Юлия Качалкина. Спектралисты. Почему поэтического “поколения тридцатилетних” не было и почему оно распалось. — “Октябрь”, 2004, № 9 <http://magazines.russ.ru/October>.
“Когда я думаю обо всех этих людях — об их книгах, о журналах, где они чаще всего печатаются, об их языке наконец, я постоянно вижу оранжевый цвет. Рыжий — так сочнее. „Арион” — рыжий, „Новая Юность” — рыжая (время от времени то светлее, то темнее), „Сны-синицы” Кузнецовой — рыжие, „Конь Горгоны” (в отличие от двух предыдущих сборников Амелина) — рыжий, „Щелчок” Шульпякова — еще рыжее, у Янышева — темный и светлый беж „Червя” и „Офортов Орфея”, который есть не что иное, как рыжий, выжженный восточным жарким солнцем. Даже афишки их вечеров — совместных и персональных — рыжие. На рыжей-рыжей бумаге. У Бориса Рыжего — вообще говорящая фамилия. А Тонконогов носит цвет на себе — веснушки, волосы, брови, глаза…”
Юлия Качалкина. Время щедрой полноты. — “Дружба народов”, 2004, № 10.
“Иноязычный писатель всегда входит в литературу страны через порталы определенных идей — то есть мы никогда не сможем принять и понять [Чеслава] Милоша целиком и — как самостоятельную независимую величину Слова. Но лишь в комплексе “Польша-Россия”, сильно отягченном политическими обстоятельствами”.
См. также: Наталья Горбаневская, “Человек-эпоха” — “Новая Польша”, Варшава, 2004, № 9 <http://www.novpol.ru>; там же — и другие статьи разных авторов памяти Чеслава Милоша.
Альфред Кох. Крах страны Советов. Из второго “Ящика водки” Альфреда Коха и Игоря Свинаренко. — “Лебедь”, Бостон, 2004, № 394, 23 сентября <http://www.lebed.com>.
“<…> не могу не заметить, что когда Гайдар отпустил цены, то его упрекали во всех смертных грехах.

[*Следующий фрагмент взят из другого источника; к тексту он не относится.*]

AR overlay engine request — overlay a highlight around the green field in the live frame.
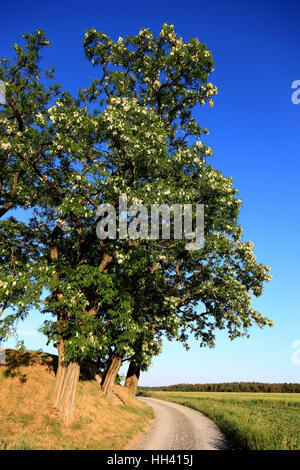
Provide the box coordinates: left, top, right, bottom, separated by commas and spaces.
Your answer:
146, 391, 300, 450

Но один грех ему точно предъявить нельзя — он не обесценил вклады граждан. К тому моменту, когда пришло правительство Гайдара, этих вкладов уже не было. Их потратили Павлов с Горбачевым. То есть запись в сберкнижках у граждан, конечно же, была, а вот денег — не было. Куда потратил Горбачев эти деньги — одному богу известно. Только когда через полгода Гайдар пришел в союзный Минфин, их там уже не было. Лишь искаженное восприятие нашими людьми действительности и „чудно” работавшая при Ельцине пропагандистская машина убедили всех, что Гайдар украл вклады граждан. Кстати, Минфин России в 1995 — 1996 годах вернул эти кредиты и Сбербанку, и Росгосстраху. Однако это были уже другие деньги — инфляция их съела”.

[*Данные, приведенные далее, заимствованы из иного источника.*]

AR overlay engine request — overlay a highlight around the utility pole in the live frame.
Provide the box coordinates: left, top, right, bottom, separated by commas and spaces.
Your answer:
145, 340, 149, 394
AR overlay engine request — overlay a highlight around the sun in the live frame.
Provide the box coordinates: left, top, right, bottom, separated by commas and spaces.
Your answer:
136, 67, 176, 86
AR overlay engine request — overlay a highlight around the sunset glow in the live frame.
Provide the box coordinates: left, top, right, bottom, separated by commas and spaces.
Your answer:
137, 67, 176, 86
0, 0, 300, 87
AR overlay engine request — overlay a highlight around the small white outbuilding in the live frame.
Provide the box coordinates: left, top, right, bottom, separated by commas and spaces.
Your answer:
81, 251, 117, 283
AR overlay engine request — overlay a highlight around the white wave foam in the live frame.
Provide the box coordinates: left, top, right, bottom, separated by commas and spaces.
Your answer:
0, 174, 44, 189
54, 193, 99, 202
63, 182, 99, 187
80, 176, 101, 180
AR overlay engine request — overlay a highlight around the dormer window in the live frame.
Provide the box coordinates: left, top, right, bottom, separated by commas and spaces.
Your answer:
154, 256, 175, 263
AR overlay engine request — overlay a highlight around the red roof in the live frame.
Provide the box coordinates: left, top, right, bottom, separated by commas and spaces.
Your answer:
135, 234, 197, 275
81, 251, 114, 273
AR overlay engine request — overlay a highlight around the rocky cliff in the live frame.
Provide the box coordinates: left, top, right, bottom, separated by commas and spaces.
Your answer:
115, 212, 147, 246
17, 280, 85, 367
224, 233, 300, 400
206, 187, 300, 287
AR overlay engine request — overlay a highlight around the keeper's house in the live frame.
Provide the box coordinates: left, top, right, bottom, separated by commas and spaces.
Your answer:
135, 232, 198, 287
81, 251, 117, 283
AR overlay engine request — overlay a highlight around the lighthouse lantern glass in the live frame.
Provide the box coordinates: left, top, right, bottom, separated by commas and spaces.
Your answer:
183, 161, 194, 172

Критики на привале , или Летние заметки о зимних впечатлениях. Беседа Дмитрия Смолева, Андрея Толстого и Анатолия Чечика. — “Новая Юность”, 2004, № 4 (67).

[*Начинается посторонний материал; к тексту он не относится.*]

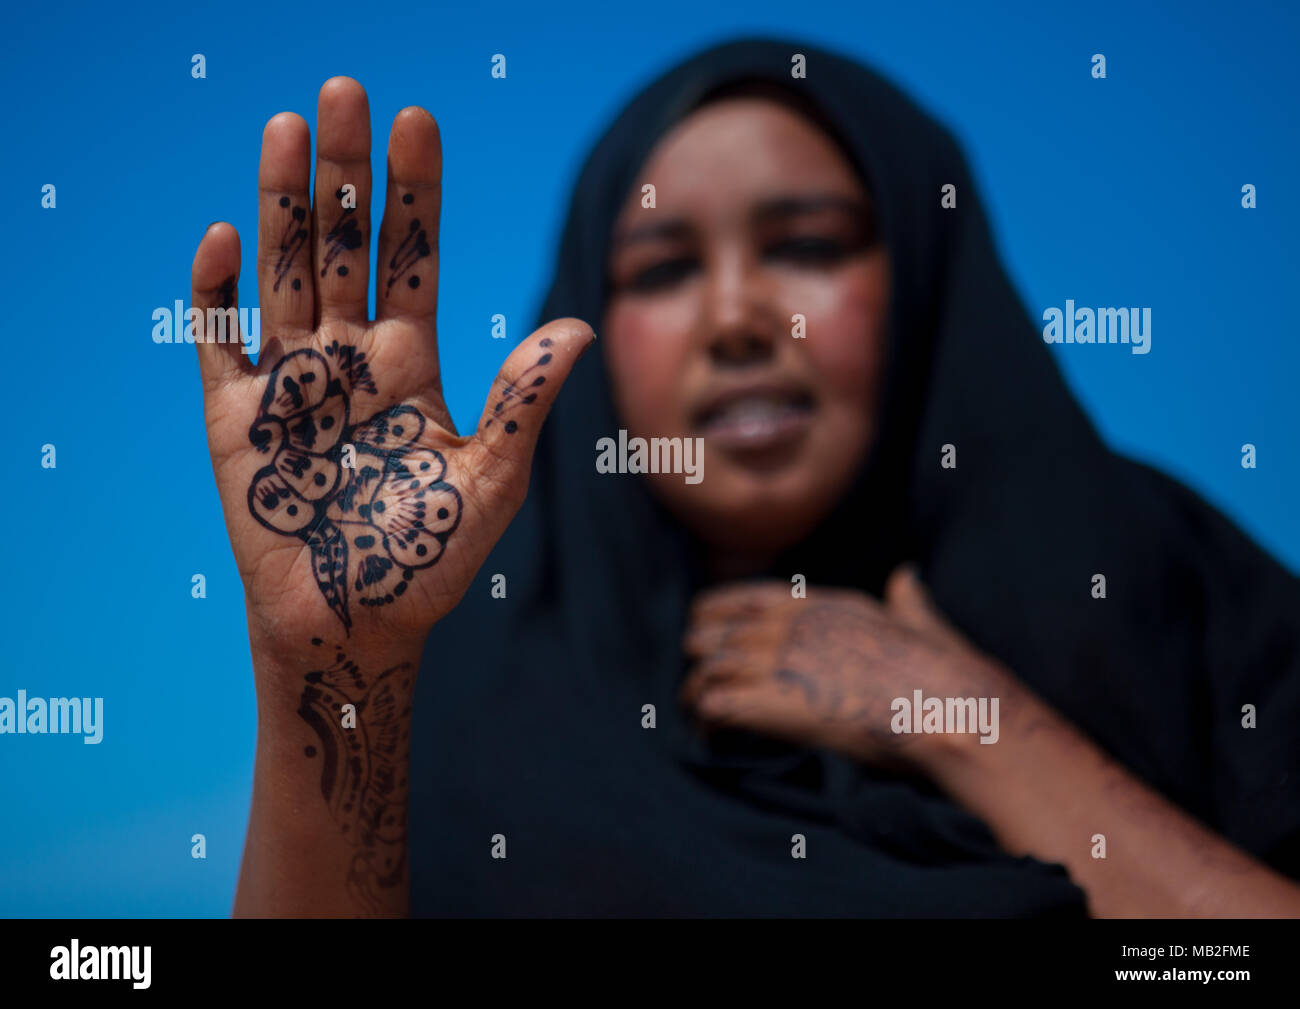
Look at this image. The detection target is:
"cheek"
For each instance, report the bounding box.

Говорит художественный критик Дмитрий Смолев: “Если в прежние годы радикализм вызывал отторжение изначально, даже у газетчиков, и „реклама” радикалов происходила неосознанно, через насмешку и негодование, то сейчас многое иначе. Вспомните, как развивалась карьера Олега Кулика — это один из примеров на нашей родной почве. Я не беру сейчас абсолютную значимость его карьеры, но то, что он стал знаменитым благодаря в первую очередь вниманию средств массовой информации, — это факт, от которого не увернешься. Художники, которые до сих пор себя позиционируют и связывают себя с авангардом, никак авангардистами в прежнем понимании не являются, потому что нет той стены, в которую они должны биться головой. Их охотно принимают. Пускай им не платят сразу денег за их „подвиг”, но и не отвергают. Мне кажется, что это очень важно понимать, потому что многие из сегодняшних художников, и в первую очередь радикальных, этим пользуются. <…> Если нет стены и художник-новатор перестает быть романтическим героем, то возникает иная оппозиция внутри цеха. Когда-то существовали консервативные, реакционные художники, составлявшие в глазах новаторов монолит, который не давал им ходу, пользовался приоритетом у власти и общества. Попросту говоря, был истеблишмент и был герой-отщепенец, который только потом приходил в истеблишмент. Мне кажется, что сейчас эта позиция поменялась. Если уж кого и называть сегодня романтическими героями, то тех самых традиционных художников, которые последовательно занимаются тем, что они считают нужным”.